Eskom challenges energy regulator's 5.23% tariff increase

Cash-strapped power utility Eskom is finally tackling the controversial issue of its headcount.
Cash-strapped power utility Eskom is finally tackling the controversial issue of its headcount.

The National Energy Regulator of South Africa (Nersa) confirmed on Tuesday that Eskom has launched a court challenge for its decision to grant the power utility a 5.23% tariff increase.

Nersa issued a statement, indicating that it received the notice of motion on June 7 and is studying the notice to determine a way forward.

On December 15, 2017, the energy regulator approved a 5.23% tariff increase for the power utility, which had requested a 19.9% increase for the 2018/19 financial year.

This meant the regulator approved an allowable revenue of R190.348bn and not R219.514bn Eskom applied for.

Eskom is well within its rights to challenge the decision, in terms of the National Energy Regulator Act, the Electricity Regulation Act and the Promotion of Administrative Justice Act, a set of laws which “empowers any person to institute proceedings in the High Court for the judicial review of any decision by the Energy Regulator”, Nersa said.

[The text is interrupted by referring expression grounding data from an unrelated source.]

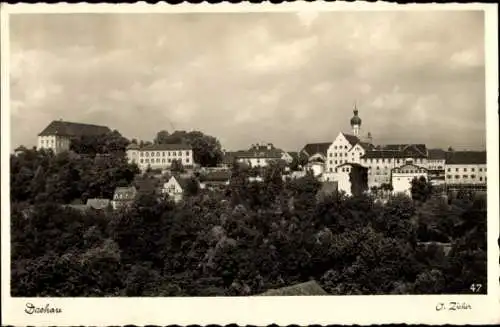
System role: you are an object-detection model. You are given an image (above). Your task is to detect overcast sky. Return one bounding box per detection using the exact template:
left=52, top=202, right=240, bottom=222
left=10, top=11, right=486, bottom=150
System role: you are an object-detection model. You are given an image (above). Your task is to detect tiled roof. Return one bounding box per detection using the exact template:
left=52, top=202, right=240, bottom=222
left=87, top=199, right=110, bottom=209
left=222, top=152, right=236, bottom=165
left=361, top=150, right=408, bottom=159
left=391, top=164, right=427, bottom=173
left=358, top=142, right=375, bottom=151
left=301, top=142, right=332, bottom=156
left=362, top=144, right=427, bottom=158
left=200, top=171, right=231, bottom=182
left=115, top=186, right=137, bottom=201
left=427, top=149, right=446, bottom=160
left=446, top=151, right=486, bottom=165
left=342, top=133, right=359, bottom=146
left=127, top=143, right=141, bottom=150
left=380, top=144, right=427, bottom=157
left=140, top=143, right=192, bottom=151
left=172, top=174, right=195, bottom=191
left=38, top=120, right=111, bottom=136
left=288, top=151, right=299, bottom=159
left=234, top=149, right=281, bottom=159
left=337, top=162, right=368, bottom=169
left=134, top=178, right=159, bottom=193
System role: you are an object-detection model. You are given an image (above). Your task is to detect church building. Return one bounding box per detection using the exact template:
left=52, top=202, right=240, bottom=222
left=325, top=105, right=373, bottom=180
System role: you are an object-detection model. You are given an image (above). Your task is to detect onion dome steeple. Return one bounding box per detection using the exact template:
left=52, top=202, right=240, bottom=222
left=351, top=104, right=361, bottom=127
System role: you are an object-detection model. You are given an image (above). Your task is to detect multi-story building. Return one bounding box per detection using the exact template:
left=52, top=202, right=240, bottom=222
left=232, top=143, right=285, bottom=168
left=361, top=144, right=427, bottom=187
left=427, top=149, right=446, bottom=180
left=325, top=162, right=367, bottom=196
left=391, top=163, right=428, bottom=196
left=325, top=106, right=373, bottom=179
left=445, top=151, right=488, bottom=185
left=127, top=144, right=194, bottom=170
left=37, top=120, right=111, bottom=154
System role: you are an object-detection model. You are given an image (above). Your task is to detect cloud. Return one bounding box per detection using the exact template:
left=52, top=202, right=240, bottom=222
left=10, top=11, right=485, bottom=150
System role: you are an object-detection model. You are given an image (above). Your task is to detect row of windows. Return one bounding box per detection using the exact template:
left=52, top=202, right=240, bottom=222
left=333, top=145, right=347, bottom=150
left=448, top=168, right=486, bottom=172
left=139, top=151, right=190, bottom=157
left=446, top=175, right=486, bottom=182
left=363, top=158, right=425, bottom=164
left=330, top=160, right=347, bottom=165
left=398, top=169, right=425, bottom=174
left=139, top=158, right=189, bottom=163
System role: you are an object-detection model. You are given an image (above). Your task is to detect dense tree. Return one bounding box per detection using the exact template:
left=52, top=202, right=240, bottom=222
left=11, top=150, right=139, bottom=203
left=11, top=146, right=487, bottom=296
left=411, top=176, right=432, bottom=202
left=155, top=131, right=222, bottom=167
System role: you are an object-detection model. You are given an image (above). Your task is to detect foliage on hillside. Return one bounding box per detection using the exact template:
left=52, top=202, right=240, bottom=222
left=11, top=152, right=487, bottom=296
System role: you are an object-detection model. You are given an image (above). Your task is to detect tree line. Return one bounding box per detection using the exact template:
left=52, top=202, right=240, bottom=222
left=11, top=144, right=487, bottom=296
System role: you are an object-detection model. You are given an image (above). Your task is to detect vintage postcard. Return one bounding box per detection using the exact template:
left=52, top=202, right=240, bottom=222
left=1, top=2, right=500, bottom=326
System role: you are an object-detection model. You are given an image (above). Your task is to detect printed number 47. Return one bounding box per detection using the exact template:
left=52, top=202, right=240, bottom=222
left=470, top=284, right=483, bottom=293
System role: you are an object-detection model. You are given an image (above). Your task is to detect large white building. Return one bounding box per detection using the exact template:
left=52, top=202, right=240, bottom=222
left=361, top=144, right=427, bottom=187
left=445, top=151, right=488, bottom=185
left=37, top=120, right=111, bottom=154
left=324, top=162, right=367, bottom=196
left=232, top=143, right=289, bottom=168
left=391, top=164, right=428, bottom=196
left=127, top=144, right=194, bottom=170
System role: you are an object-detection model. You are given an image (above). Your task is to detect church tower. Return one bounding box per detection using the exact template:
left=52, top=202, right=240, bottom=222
left=351, top=104, right=361, bottom=137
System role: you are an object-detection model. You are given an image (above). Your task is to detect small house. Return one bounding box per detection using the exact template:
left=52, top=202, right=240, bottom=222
left=111, top=186, right=137, bottom=210
left=391, top=163, right=428, bottom=196
left=161, top=175, right=197, bottom=202
left=200, top=170, right=231, bottom=190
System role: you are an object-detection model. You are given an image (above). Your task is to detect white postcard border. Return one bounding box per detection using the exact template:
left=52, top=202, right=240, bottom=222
left=1, top=2, right=500, bottom=325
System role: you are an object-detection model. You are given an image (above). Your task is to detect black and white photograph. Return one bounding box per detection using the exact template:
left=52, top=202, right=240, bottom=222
left=2, top=4, right=499, bottom=324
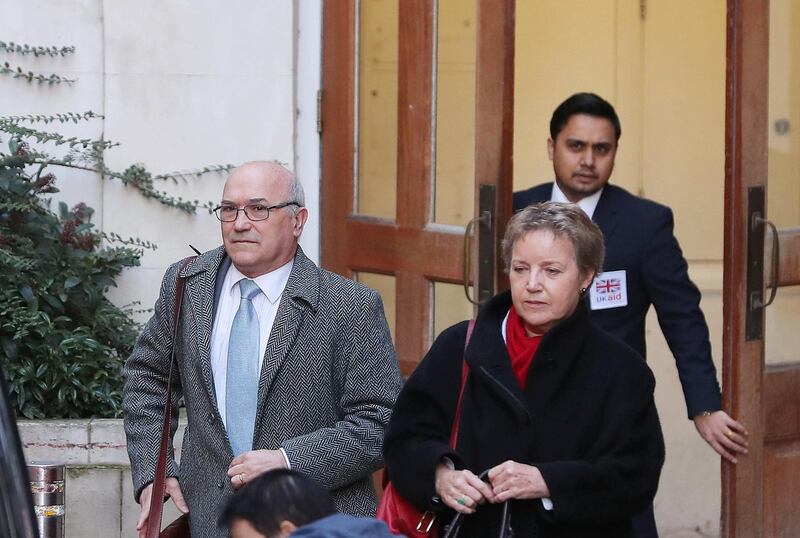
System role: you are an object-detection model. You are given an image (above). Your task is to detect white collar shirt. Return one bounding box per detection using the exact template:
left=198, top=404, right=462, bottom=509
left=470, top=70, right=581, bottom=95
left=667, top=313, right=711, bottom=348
left=550, top=181, right=603, bottom=218
left=211, top=260, right=294, bottom=428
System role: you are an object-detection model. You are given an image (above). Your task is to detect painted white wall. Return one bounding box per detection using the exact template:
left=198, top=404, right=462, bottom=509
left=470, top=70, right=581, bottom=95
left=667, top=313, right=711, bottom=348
left=0, top=0, right=322, bottom=318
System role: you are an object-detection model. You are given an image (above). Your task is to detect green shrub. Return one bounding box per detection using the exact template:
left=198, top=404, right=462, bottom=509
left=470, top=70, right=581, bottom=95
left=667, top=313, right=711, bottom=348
left=0, top=41, right=232, bottom=418
left=0, top=140, right=149, bottom=418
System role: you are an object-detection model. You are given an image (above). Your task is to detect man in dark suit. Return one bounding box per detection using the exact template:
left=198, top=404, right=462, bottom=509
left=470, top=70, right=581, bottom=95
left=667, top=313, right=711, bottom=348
left=123, top=162, right=400, bottom=538
left=514, top=93, right=747, bottom=536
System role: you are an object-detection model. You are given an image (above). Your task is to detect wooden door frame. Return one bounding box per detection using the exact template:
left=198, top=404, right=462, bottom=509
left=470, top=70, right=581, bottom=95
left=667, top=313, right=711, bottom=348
left=720, top=0, right=800, bottom=538
left=720, top=0, right=769, bottom=537
left=321, top=0, right=514, bottom=374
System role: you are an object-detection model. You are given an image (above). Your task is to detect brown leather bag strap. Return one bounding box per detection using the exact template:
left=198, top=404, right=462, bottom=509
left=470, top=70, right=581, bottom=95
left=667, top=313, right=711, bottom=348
left=145, top=256, right=195, bottom=538
left=450, top=319, right=475, bottom=450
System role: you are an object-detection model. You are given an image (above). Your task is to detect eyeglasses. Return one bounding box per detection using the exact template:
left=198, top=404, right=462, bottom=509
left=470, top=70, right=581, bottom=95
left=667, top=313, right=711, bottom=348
left=214, top=202, right=301, bottom=222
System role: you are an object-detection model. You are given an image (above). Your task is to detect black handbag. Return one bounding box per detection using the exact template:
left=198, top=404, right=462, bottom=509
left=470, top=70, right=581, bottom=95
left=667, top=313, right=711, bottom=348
left=442, top=471, right=514, bottom=538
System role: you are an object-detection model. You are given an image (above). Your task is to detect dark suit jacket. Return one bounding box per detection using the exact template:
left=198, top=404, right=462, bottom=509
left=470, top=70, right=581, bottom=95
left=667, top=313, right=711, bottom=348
left=514, top=183, right=721, bottom=418
left=123, top=247, right=400, bottom=538
left=384, top=291, right=664, bottom=538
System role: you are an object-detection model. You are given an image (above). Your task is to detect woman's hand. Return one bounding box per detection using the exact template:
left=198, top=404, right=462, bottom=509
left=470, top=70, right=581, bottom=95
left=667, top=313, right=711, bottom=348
left=436, top=463, right=494, bottom=514
left=489, top=460, right=550, bottom=503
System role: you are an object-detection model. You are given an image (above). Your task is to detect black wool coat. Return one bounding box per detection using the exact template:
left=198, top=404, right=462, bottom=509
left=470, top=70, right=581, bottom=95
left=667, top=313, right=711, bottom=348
left=384, top=292, right=664, bottom=538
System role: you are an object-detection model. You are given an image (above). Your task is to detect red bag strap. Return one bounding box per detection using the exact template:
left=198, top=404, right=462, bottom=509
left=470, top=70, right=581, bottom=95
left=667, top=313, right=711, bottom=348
left=450, top=319, right=475, bottom=450
left=145, top=256, right=196, bottom=538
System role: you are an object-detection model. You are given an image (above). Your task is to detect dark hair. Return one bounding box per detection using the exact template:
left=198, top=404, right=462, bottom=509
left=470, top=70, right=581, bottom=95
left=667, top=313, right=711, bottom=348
left=550, top=93, right=622, bottom=142
left=219, top=469, right=336, bottom=536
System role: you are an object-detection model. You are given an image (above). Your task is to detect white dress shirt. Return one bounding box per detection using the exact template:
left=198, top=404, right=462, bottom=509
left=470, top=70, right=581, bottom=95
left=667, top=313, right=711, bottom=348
left=550, top=181, right=603, bottom=218
left=211, top=260, right=294, bottom=429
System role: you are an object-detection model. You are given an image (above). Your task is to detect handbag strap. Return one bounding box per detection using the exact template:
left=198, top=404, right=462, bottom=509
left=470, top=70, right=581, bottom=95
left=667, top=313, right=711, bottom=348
left=442, top=469, right=514, bottom=538
left=450, top=319, right=475, bottom=450
left=145, top=256, right=196, bottom=538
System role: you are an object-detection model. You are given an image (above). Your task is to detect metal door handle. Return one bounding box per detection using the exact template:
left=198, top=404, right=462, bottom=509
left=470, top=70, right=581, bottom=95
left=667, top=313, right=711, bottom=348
left=462, top=211, right=492, bottom=305
left=755, top=216, right=781, bottom=308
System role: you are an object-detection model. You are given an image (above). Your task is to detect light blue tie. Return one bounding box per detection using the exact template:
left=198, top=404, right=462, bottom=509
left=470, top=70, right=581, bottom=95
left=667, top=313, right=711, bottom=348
left=225, top=279, right=261, bottom=457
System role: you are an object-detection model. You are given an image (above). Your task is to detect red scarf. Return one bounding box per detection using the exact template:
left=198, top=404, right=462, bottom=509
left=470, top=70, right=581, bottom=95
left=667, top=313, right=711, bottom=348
left=506, top=306, right=543, bottom=390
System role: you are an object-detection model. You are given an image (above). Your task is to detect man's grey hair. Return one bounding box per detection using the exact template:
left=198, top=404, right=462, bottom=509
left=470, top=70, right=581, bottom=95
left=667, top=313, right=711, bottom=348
left=502, top=202, right=604, bottom=276
left=286, top=172, right=306, bottom=214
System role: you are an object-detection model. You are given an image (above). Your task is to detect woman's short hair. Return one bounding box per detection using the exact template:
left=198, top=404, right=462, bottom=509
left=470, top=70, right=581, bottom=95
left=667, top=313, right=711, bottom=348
left=220, top=469, right=336, bottom=536
left=502, top=202, right=604, bottom=276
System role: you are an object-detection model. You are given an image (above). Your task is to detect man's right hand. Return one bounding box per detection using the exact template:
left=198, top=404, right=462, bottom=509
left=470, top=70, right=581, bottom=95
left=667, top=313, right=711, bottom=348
left=136, top=476, right=189, bottom=538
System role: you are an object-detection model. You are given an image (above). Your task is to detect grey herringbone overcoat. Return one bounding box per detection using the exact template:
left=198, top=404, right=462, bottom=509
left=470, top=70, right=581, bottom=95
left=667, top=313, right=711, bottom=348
left=123, top=247, right=400, bottom=537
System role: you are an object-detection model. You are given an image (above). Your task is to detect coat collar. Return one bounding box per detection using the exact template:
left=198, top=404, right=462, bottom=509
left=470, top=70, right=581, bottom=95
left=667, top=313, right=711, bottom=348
left=592, top=185, right=622, bottom=242
left=466, top=291, right=591, bottom=408
left=181, top=241, right=321, bottom=430
left=181, top=245, right=320, bottom=312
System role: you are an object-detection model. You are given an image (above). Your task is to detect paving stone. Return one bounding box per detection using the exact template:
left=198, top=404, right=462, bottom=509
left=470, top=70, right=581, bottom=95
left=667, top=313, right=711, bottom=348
left=17, top=420, right=89, bottom=464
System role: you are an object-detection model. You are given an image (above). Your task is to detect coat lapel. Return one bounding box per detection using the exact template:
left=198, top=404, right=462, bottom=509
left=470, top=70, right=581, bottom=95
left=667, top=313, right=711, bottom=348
left=253, top=246, right=320, bottom=432
left=592, top=185, right=620, bottom=243
left=177, top=247, right=225, bottom=406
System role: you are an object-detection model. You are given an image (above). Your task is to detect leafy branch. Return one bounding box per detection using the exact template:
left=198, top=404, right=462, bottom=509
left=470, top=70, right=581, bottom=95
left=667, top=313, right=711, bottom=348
left=0, top=110, right=104, bottom=124
left=0, top=62, right=78, bottom=85
left=0, top=41, right=75, bottom=57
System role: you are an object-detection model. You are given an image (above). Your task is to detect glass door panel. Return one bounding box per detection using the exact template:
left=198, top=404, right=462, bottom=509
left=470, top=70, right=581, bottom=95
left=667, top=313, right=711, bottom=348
left=354, top=0, right=399, bottom=219
left=434, top=0, right=477, bottom=226
left=765, top=0, right=800, bottom=364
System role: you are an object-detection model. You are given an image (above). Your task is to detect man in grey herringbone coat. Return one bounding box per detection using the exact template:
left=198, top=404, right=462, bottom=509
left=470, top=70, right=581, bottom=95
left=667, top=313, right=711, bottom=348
left=123, top=162, right=400, bottom=537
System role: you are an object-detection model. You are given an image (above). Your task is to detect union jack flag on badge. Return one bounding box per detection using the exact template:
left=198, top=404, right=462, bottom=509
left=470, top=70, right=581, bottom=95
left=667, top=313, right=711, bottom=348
left=594, top=278, right=620, bottom=294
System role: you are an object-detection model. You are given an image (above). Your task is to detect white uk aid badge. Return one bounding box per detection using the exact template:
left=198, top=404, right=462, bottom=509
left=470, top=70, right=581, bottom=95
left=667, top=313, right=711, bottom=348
left=589, top=271, right=628, bottom=310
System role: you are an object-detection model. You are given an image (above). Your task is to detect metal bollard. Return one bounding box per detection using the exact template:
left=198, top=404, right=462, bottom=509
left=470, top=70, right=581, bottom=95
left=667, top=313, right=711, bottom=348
left=28, top=463, right=66, bottom=538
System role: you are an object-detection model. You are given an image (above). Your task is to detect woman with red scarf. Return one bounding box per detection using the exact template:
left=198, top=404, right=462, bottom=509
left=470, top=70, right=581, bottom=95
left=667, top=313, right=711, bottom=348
left=384, top=202, right=664, bottom=538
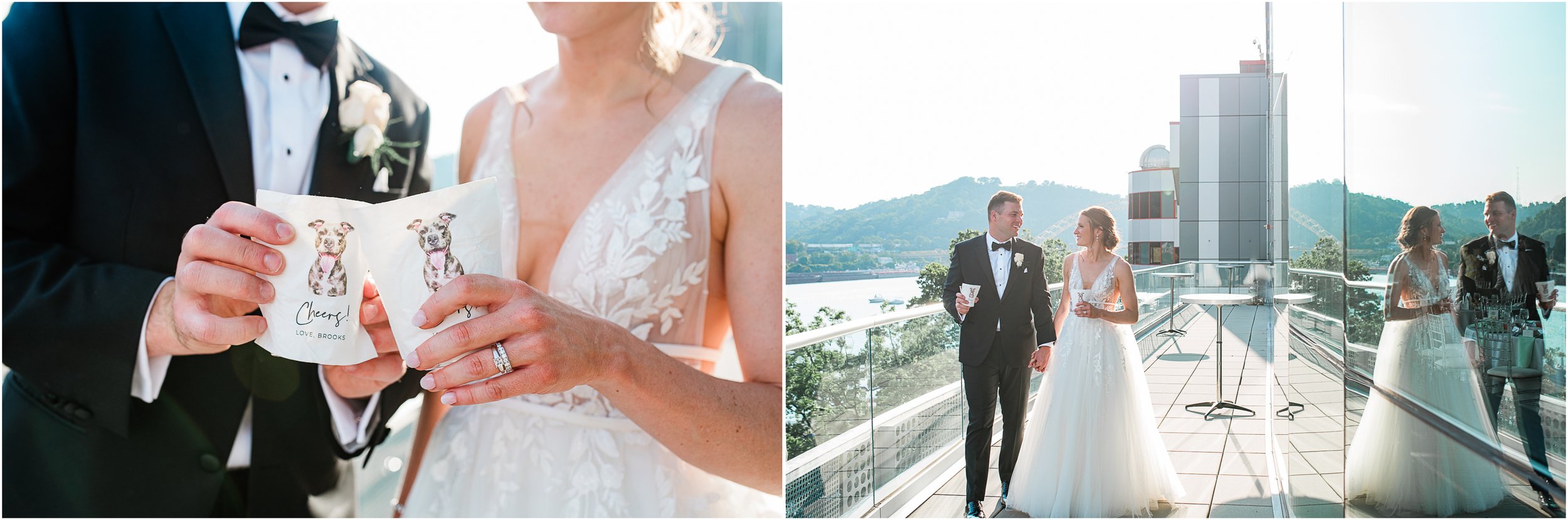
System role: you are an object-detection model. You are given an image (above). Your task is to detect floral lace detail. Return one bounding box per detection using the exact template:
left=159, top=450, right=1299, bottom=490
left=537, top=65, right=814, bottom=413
left=516, top=84, right=723, bottom=417
left=408, top=58, right=783, bottom=517
left=1404, top=254, right=1449, bottom=305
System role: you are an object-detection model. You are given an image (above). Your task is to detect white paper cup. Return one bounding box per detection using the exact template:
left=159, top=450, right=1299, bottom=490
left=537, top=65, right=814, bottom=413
left=958, top=284, right=980, bottom=307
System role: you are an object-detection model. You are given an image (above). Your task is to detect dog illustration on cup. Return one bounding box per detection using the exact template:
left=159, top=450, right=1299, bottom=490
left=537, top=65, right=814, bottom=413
left=408, top=213, right=463, bottom=293
left=309, top=220, right=354, bottom=296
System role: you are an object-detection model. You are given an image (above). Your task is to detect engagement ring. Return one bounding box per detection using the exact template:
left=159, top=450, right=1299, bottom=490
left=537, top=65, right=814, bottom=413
left=491, top=341, right=511, bottom=374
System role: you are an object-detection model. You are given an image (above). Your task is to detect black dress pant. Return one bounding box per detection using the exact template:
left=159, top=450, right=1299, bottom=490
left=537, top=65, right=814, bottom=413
left=963, top=346, right=1029, bottom=501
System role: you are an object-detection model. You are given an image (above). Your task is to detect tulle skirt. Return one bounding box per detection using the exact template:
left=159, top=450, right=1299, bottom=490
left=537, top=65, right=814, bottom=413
left=1345, top=315, right=1505, bottom=517
left=406, top=400, right=784, bottom=517
left=1009, top=316, right=1185, bottom=517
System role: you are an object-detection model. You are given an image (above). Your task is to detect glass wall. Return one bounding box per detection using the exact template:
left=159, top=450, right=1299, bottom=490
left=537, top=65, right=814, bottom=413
left=1330, top=3, right=1565, bottom=517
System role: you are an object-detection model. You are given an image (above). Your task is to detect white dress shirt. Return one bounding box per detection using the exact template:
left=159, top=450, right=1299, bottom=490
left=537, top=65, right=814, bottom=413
left=130, top=1, right=381, bottom=469
left=985, top=232, right=1013, bottom=332
left=1491, top=232, right=1520, bottom=293
left=985, top=232, right=1013, bottom=297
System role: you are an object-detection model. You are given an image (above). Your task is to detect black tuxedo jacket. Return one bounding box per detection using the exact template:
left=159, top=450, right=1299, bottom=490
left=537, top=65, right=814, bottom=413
left=3, top=3, right=432, bottom=517
left=943, top=233, right=1057, bottom=366
left=1460, top=235, right=1551, bottom=319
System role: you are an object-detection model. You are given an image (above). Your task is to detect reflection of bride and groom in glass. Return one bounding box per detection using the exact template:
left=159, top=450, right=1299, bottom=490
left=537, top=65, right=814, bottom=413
left=943, top=191, right=1184, bottom=517
left=1345, top=191, right=1562, bottom=517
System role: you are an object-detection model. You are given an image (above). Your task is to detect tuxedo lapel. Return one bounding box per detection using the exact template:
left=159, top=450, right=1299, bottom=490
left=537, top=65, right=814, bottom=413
left=310, top=34, right=381, bottom=199
left=159, top=3, right=256, bottom=202
left=1513, top=235, right=1542, bottom=294
left=1007, top=247, right=1029, bottom=305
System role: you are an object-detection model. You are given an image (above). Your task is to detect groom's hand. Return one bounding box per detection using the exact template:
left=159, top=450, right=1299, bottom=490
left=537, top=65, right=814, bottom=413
left=1029, top=346, right=1051, bottom=371
left=146, top=202, right=295, bottom=357
left=322, top=279, right=406, bottom=400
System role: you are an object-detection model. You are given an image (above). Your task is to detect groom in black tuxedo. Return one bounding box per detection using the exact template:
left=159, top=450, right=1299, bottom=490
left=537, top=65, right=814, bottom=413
left=943, top=191, right=1057, bottom=519
left=1460, top=191, right=1562, bottom=514
left=3, top=3, right=430, bottom=517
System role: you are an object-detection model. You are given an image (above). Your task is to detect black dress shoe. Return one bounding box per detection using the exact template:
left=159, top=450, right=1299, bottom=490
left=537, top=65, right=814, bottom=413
left=1535, top=492, right=1564, bottom=514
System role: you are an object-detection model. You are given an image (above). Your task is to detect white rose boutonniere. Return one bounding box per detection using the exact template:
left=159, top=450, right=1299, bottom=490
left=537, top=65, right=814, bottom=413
left=337, top=82, right=419, bottom=193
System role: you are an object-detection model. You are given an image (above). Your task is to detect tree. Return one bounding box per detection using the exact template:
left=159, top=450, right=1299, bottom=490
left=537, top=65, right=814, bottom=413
left=1291, top=236, right=1383, bottom=344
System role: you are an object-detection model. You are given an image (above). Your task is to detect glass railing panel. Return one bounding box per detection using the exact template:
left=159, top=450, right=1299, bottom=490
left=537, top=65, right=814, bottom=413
left=784, top=331, right=874, bottom=517
left=867, top=312, right=965, bottom=500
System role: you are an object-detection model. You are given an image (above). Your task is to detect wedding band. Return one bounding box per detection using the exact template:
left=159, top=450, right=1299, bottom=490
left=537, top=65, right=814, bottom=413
left=491, top=341, right=511, bottom=374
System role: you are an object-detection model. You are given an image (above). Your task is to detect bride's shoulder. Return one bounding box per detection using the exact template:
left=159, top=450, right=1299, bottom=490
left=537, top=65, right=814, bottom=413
left=699, top=60, right=784, bottom=136
left=463, top=78, right=535, bottom=133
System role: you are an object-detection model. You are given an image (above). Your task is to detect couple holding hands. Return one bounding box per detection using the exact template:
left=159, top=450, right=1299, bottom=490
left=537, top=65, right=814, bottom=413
left=943, top=191, right=1184, bottom=519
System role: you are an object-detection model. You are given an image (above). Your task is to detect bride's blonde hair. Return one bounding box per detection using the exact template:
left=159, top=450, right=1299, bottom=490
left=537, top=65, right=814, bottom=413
left=643, top=1, right=724, bottom=75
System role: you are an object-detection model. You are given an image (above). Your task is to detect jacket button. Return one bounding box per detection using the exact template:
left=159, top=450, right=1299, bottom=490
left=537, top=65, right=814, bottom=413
left=201, top=453, right=223, bottom=473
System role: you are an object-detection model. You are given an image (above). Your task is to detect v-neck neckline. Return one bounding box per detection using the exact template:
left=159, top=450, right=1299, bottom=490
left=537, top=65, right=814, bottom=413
left=507, top=64, right=724, bottom=288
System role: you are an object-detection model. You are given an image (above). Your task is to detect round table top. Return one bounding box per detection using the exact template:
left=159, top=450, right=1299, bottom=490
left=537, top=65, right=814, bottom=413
left=1275, top=293, right=1314, bottom=304
left=1181, top=293, right=1253, bottom=305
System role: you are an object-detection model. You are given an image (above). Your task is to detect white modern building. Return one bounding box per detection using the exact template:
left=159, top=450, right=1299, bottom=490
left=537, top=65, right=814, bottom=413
left=1172, top=61, right=1289, bottom=262
left=1125, top=132, right=1181, bottom=268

Last week in a statement the Organisation Undoing Tax Abuse criticised Eskom’s decision to take the matter before the courts, and said the power utility instead should address its internal issues.

“Eskom should focus on addressing internal issues and rather use the courts to address gross mismanagement.

“Nersa’s decision to grant only a 5.23% electricity tariff increase for the 2018/19 period should stand unchallenged,” said Ronald Chauke, OUTA's portfolio manager for energy.

The organisation is also seeking legal advice on how to ensure that prices don’t increase, said Chauke.

“Eskom must share a status report about its progress towards recovering the money lost due to poor decisions and corruption that manifested through state capture and other malfeasance during the tenure of the previous executives and quantify such before they turn to tariff increases,” he said.

He also raised concerns that the court challenge will result in a drawn-out process. He said this could negatively impact submissions for the fourth Multi Year Price Determination application.